You’ve set up your survey and collected results. Now it’s time for the real work to begin. The next big step is to effectively analyze survey data you’ve amassed so you can glean real meaning from the responses.
Quantitative data involves hard, indisputable numbers, as opposed to qualitative data observations that cannot be as easily measured. You can use several different methods for analyzing quantitative data to make sense of your results. Three common methods are one-way tables, cross-tabulation and benchmarking.
One-way tables are typically the quickest and easiest way to analyze quantitative data in a short amount of time. Here you simply set up a table that places each survey question in its own table field, then count up the number of respondents that chose each particular answer. To speed things up even further, you can often tabulate the results on the original questionnaire, with boxes next to each question tallying up the number of respondents.
Your results will give you raw numbers of actual respondents and, when divided by the total number of a respondents, a percentage.
Let’s say your survey asked 1,200 people if they were planning on attending your conference again next year.
- Yes: 602, or 50 percent
- No: 341, or 28 percent
- Not Sure: 257, or 22 percent
The data then lets you forecast how many people are expected to attend next year’s conference, assuming next year’s crowd will include everyone who said they would return and a portion of those who weren’t sure.
The higher the participation rate of respondents, the more accurate your results will be. If the 1,200 respondents were everyone who attended this year’s conference, your results are likely to be right on the money. If the 1,200 respondents were only a third of the overall people in attendance, you’re still left with a lot of unknowns.
- Benefits: Straightforward and simple
- Drawbacks: While you do get an overview of your survey responses, the method does not allow you to identify respondents who may have chosen more than one answer
Cross-tabulation involves the use of tables with two or more columns and rows that break down each response into different categories. A two-way table outlining responses to your conference survey could go deeper than simply showing how many people answered yes, no or not sure. It could look at the different backgrounds of each respondent to show which you may be most likely to see at next year’s conference.
Let’s say your audience was made up of journalists, poets, marketing writers and fiction authors. You could break down each response into subcategories, showcasing how many writers from each background answered a specific question.

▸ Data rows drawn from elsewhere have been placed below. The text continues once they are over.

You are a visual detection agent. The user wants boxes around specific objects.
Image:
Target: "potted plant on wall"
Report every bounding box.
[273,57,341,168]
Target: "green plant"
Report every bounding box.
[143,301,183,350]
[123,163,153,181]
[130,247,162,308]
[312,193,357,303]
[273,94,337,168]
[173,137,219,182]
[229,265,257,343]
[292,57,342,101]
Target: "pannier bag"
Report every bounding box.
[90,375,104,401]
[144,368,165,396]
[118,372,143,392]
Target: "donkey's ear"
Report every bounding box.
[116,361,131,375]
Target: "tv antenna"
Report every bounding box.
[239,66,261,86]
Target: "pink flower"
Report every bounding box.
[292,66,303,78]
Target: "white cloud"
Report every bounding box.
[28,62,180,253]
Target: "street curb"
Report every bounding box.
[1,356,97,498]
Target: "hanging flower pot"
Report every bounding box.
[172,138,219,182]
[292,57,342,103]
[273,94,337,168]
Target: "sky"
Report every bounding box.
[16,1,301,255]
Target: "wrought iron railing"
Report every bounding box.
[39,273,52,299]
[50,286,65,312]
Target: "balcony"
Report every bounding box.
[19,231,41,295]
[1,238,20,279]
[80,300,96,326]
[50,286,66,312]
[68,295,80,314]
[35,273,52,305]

Your left-hand column could now show the different writer types, with the row across the top indicating the responses from each type. Your left-hand column would thus have five categories: Journalists, Poets, Marketing Writers, Fiction Authors and Total Respondents. Your top row would have fields for Yes, No, Not Sure and the Total.
Your table may look something like this:
- Journalists: Yes: 129, No: 192, Not Sure: 33, Total: 354
- Poets: Yes: 334, No: 55, Not Sure: 41, Total: 440
- Marketing Writers: Yes: 12, No: 3, Not Sure: 15, Total: 30
- Fiction Authors: Yes: 127, No: 91, Not Sure: 158, Total: 376
- Total Respondents: Yes: 602, No: 341, Not Sure: 247, Total Overall: 1,200
By digging deeper into the results with cross-tabulation, you can clearly see next year’s crowd is expected to be heavy with poets and light with marketing writers. You can also see the number of marketing writers answering the survey was also light, but you would need to look at the total number of marketing writers who attended the conference to determine if they were light in the overall crowd or simply not inclined to answering your survey.

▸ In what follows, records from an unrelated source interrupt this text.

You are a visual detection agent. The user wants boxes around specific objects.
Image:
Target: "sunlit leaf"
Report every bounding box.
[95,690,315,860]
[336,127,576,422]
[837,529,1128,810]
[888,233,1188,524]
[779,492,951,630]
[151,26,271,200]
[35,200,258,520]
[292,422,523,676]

This, of course, could be done with yet another cross-tabulation that analyzed the number of writer types in attendance versus the number of each type that answered your survey. An overall headcount, taken to include all attendees and not just those who answered the survey, would be necessary in this case.
- Benefits: Allows you to dig much deeper into results than the simpler one-way table
- Drawbacks: As evidenced by the marketing writer example, it can be too easy to jump to incorrect conclusions when all factors are not taken into account
Benchmarking involves setting up a benchmark, or starting point, against which you compare subsequent data. Let’s say one of your survey questions asked about the attendees satisfaction levels, and 82 percent of the respondents said they were satisfied with this year’s conference.
While 82 percent is a hefty satisfaction rate, you’d be better off putting the number in context before you start the celebration. Here you could compare this year’s satisfaction rate with last year’s, provided you asked the same survey question of last year’s attendees.
If last year’s satisfaction rate was 71 percent, you can pop open the champagne to celebrate your 11 percent satisfaction level increase. But if 93 percent of respondents were satisfied with last year’s conference – and only 82 percent were this year – you may want to hold off on the celebration.
Benchmarking gives you comparative data you can use to spot trends and keep tabs on various data over an extended period of time. The results can also be incredibly helpful for your business. If your conference satisfaction levels were down this year over last, you could review what you did differently that may have contributed to the decrease.
- Benefits: Puts survey results into context to derive more meaning
- Drawbacks: Only works if you have previously collected data
With any type of survey analysis, it’s imperative to look at the bigger picture before forming conclusions. Sound data, careful analysis and consideration of all variables that may be at play can lead you to meaningful survey results that deepen your insights and help you better your business.